CMPS 144L Lab Activity
Time/Space used by Recursive Fibonacci Algorithms

T(n)categoryHow to Tell
O(logc n)logarithmic T(cn) ≈ T(n)+1
O(n)linear T(cn)/T(n) ≈ c
O(n·logc n)log-linear T(cn)/T(n) ≈ c + c/logc n
O(n2)quadratic T(2n)/T(n) ≈ 4
O(n3)cubic T(2n)/T(n) ≈ 8
O(cn)exponential T(n+1) ≈ c·T(n)

You will recall that the Fibonacci sequence is [0, 1, 1, 2, 3, 5, 8, 13, 21, ...] in which each element, other than the first two, is the sum of its two predecessors. Letting fib(n) refer to the n-th Fibonacci number in the sequence (counting starting at zero), we define fib(0) = 0, fib(1) = 1, and (for all n>1) fib(n) = fib(n−1) + fib(n−2).

Download the Fibonacci class. It includes methods fibA() and fibB() that use recursion to compute Fibonacci Numbers. The first one is complete, and its recursive code mimics the definition given above.

The class includes a main() method that allows a user to run experiments and get feedback on the "call count" and "max recursion depth". Run the program and have it compute several Fibonacci numbers. (Ignore the output referring to fibB().) Each time increase the argument by 1, as opposed to doubling it. Notice the ratio between successive call counts. Using the table above, try to discern fibA()'s asymptotic running time. Discuss it with your lab instructor.

Now turn your attention to the fibBAux() method, which is the "auxiliary" method used by fibB() that does all the real work. But it is going to do it in a much different fashion than fibA(), which by now you know is horribly inefficient.
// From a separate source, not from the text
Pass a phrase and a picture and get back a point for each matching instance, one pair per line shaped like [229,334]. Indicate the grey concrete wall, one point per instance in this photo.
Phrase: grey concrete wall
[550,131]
The "trick" to be employed by fibBAux() —it is up to you to supply the missing code— is to pass back to its caller not just the n-th Fibonacci number but both the n-th and (n-1)-st. It does so by returning an array of length two, with fib(n−1) stored in location 0 and fib(n) stored in location 1.

Complete fibBAux(), run some tests, and compare the resulting call count values to those of fibA(). They should be MUCH, MUCH lower. Discuss it with your instructor.